Polskie Górnictwo Naftowe i Gazownictwo jest zainteresowane przejęciem kontroli nad gdańską grupą energetyczną Energa – wynika z informacji „Parkietu”. Prowadzone są już analizy, które zakładają różne warianty współpracy i powiązań kapitałowych. Dla PGNiG niewątpliwie najkorzystniejszym rozwiązaniem byłoby przekazanie przez Skarb Państwa akcji grupy Energa (ma 100 proc.), w zamian za walory gazowniczego koncernu (Skarb Państwa ma teraz 82,3 proc.
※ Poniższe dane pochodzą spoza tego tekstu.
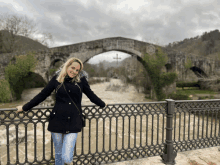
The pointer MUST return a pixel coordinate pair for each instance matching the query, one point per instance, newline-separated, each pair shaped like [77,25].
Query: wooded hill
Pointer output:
[208,45]
[21,43]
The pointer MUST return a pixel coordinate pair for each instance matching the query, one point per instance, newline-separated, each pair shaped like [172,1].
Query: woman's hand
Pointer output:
[19,109]
[105,105]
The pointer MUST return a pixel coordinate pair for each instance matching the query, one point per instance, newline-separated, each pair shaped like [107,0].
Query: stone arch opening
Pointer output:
[34,80]
[54,66]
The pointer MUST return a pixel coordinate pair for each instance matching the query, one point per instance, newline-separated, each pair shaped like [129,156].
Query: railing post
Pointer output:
[169,155]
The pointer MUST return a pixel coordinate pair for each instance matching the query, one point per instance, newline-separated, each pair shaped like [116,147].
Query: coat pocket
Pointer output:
[52,115]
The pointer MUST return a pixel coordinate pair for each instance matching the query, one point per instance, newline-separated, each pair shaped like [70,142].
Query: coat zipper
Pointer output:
[78,86]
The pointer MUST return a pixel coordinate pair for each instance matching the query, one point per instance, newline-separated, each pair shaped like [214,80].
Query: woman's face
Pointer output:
[73,69]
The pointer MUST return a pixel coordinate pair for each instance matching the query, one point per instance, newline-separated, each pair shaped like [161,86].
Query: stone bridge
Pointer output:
[201,66]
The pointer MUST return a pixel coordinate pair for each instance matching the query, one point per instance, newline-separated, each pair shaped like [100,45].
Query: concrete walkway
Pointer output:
[207,156]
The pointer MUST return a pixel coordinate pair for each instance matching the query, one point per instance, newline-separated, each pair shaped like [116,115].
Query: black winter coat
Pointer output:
[65,118]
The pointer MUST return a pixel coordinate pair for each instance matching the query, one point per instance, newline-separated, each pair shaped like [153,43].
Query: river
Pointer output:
[126,95]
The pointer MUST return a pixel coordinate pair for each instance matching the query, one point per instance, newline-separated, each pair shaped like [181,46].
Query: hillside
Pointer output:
[21,43]
[207,45]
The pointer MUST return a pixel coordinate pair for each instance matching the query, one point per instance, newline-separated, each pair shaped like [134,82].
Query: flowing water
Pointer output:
[137,131]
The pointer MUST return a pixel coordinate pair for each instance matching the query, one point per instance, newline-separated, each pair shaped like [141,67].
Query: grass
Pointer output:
[193,162]
[193,90]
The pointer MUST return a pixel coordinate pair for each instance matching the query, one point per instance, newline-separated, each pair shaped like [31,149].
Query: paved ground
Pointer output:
[207,156]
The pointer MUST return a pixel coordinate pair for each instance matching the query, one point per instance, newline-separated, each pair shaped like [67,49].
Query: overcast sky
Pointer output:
[155,21]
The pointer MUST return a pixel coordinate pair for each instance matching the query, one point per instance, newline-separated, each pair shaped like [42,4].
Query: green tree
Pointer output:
[14,73]
[154,64]
[187,65]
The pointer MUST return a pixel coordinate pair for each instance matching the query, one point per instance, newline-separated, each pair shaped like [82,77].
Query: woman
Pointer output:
[65,119]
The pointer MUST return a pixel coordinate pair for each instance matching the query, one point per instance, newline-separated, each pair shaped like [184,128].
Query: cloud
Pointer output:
[74,21]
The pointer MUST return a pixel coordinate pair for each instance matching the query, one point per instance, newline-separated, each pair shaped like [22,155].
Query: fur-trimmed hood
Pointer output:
[82,73]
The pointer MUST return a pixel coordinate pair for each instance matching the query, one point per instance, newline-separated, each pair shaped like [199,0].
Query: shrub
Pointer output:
[5,93]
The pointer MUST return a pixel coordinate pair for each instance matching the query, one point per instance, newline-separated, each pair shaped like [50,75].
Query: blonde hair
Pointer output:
[64,67]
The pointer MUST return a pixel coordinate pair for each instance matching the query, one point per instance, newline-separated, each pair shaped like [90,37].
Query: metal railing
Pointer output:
[117,133]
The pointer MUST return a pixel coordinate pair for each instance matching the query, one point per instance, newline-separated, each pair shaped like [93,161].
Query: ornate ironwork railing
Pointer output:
[117,133]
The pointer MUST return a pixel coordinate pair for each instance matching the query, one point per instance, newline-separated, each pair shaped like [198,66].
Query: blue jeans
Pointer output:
[64,147]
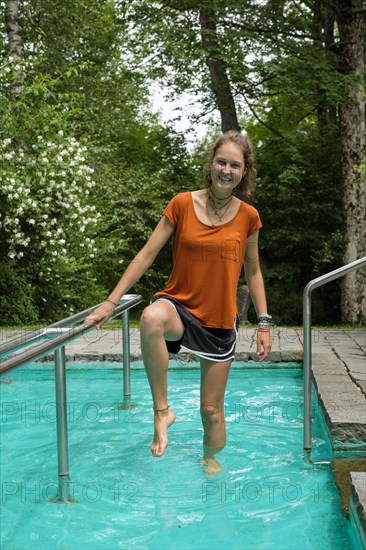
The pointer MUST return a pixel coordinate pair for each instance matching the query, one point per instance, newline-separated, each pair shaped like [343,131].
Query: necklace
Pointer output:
[217,208]
[218,198]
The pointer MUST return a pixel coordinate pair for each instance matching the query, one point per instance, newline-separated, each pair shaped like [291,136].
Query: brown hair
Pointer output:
[247,184]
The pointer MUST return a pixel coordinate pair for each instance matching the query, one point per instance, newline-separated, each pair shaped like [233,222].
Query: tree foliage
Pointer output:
[81,146]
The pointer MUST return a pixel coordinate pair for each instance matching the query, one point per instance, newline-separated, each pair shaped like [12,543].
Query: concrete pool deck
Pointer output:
[339,369]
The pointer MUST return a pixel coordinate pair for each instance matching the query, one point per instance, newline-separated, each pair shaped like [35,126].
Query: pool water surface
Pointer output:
[265,496]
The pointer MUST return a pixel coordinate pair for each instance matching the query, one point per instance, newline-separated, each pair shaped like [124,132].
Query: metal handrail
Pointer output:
[307,358]
[58,335]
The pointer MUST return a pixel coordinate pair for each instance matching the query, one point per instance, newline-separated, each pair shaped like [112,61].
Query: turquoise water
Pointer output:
[265,497]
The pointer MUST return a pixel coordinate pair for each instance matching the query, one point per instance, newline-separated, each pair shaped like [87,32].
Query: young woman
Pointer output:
[214,233]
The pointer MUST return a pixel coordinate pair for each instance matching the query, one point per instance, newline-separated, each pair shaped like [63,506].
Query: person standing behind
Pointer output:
[214,234]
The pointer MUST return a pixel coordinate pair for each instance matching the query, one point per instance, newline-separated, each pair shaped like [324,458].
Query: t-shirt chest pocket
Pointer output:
[228,250]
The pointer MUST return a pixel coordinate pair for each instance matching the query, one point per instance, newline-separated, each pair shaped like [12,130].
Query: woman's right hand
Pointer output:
[101,314]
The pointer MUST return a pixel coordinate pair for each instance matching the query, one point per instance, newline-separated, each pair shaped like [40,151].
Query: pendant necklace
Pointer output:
[218,208]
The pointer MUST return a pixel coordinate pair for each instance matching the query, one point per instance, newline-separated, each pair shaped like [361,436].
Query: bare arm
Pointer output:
[254,279]
[135,270]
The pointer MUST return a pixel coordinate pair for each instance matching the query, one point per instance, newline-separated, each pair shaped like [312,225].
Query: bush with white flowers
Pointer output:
[44,199]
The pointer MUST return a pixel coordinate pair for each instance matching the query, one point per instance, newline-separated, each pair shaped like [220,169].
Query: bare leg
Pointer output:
[159,321]
[213,385]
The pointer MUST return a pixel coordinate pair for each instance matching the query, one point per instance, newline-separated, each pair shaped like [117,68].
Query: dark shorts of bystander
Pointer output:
[213,344]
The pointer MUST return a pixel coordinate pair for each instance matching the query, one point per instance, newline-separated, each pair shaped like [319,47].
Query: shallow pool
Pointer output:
[265,497]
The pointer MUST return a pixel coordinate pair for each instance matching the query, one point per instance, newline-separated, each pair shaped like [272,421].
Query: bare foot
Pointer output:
[210,465]
[162,421]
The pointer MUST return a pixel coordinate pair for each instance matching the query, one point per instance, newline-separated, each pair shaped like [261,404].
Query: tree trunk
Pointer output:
[220,84]
[350,18]
[13,29]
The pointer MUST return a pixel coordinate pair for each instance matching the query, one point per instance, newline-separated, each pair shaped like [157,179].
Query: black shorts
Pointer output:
[213,344]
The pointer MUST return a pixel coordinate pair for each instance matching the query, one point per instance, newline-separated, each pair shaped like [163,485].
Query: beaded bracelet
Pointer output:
[264,322]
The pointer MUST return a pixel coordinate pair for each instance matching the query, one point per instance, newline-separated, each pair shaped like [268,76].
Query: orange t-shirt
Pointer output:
[207,261]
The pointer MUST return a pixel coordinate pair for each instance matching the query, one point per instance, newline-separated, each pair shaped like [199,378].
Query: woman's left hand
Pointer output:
[264,344]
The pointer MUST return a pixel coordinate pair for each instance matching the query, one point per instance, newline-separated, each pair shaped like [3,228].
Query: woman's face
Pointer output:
[227,169]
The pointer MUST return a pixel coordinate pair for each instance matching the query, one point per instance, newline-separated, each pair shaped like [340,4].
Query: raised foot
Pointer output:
[162,421]
[210,466]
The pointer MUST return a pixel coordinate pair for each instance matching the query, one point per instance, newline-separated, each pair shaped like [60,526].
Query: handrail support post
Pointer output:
[63,495]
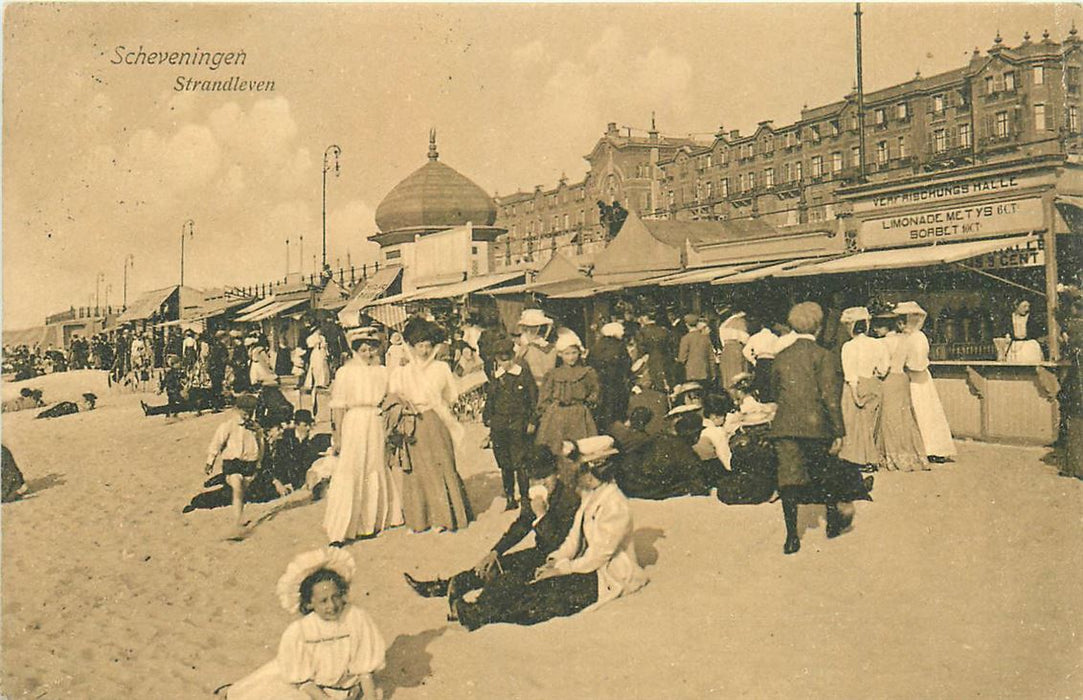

PGNiG). Jeśli taka transakcja nie byłaby brana pod uwagę przez resort, wówczas giełdowa spółka prawdopodobnie zapłaci za akcje gotówką.
[srodtytul]Zarząd analizuje[/srodtytul]
PGNiG w strategii do 2015 r. założyło istotne zwiększenie inwestycji w elektroenergetyce. Zarząd już od co najmniej kilku miesięcy prowadzi rozmowy z kilkoma krajowymi i zagranicznymi podmiotami zainteresowanymi projektami dotyczącymi budowy elektrowni działających na gaz. Nie wyklucza też inwestycji kapitałowych, w tym przejęć firm już działających w sektorze energetycznym.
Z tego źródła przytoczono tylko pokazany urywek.